Designing Nudges for Success in Health Care

Joseph D. Harrison, MBDS and Mitesh S. Patel, MD, MBA
AMA J Ethics. 2020;22(9):E796-801. doi: 10.1001/amajethics.2020.796.

Abstract

Nudges are subtle changes to the design of the environment or the framing of information that can influence our behaviors. There is significant potential to use nudges in health care to improve patient outcomes and transform health care delivery. However, these interventions must be tested and implemented using a systematic approach. In this article, we describe several ways to design nudges for success by focusing on optimizing and fitting them into the clinical workflow, engaging the right stakeholders, and rapid experimentation.

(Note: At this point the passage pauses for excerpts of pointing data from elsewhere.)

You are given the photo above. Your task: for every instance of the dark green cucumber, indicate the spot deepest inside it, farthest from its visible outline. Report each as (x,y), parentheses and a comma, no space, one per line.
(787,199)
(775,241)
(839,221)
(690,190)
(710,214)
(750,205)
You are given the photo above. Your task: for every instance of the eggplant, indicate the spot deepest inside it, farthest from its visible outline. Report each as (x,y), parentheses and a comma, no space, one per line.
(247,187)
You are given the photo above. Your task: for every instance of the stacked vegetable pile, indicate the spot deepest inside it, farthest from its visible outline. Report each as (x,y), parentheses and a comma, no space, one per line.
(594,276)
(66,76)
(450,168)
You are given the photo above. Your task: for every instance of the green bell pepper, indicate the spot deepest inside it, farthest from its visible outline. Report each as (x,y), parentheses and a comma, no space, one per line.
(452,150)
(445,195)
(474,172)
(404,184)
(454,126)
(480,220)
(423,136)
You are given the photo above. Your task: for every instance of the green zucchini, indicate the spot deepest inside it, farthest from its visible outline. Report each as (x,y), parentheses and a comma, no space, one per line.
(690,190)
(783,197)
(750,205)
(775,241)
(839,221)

The Potential of Using Nudges in Health Care

Nudges are subtle changes to choice architecture or the framing of information that can significantly influence behavior without restricting choice.1 In health care settings, nudges can be used to improve patient outcomes and health care delivery.2 There is a significant opportunity to expand the use of nudges in health care settings through intentional design, rigorous experimentation, and systematic evaluation. The Penn Medicine Nudge Unit is the world’s first behavioral design team embedded within the operations of a health care system.3 Examples of prior work by our group and others include using default options to increase generic prescribing and reduce opioid prescribing, using active choice to increase influenza vaccination, and using peer comparison feedback to increase statin prescribing and reduce unnecessary antibiotic prescribing.4,5,6,7,8,9,10 These nudges leveraged the electronic health record (EHR) to deploy scalable interventions throughout health systems. In this article, we will describe key factors that drive successful design and implementation of nudges in health care.

Choosing the Right Nudge

Nudges vary in their approach as well as in their effectiveness. The Figure depicts a nudge intervention ladder that can be used by health systems to help guide the development and implementation of nudges in clinical settings.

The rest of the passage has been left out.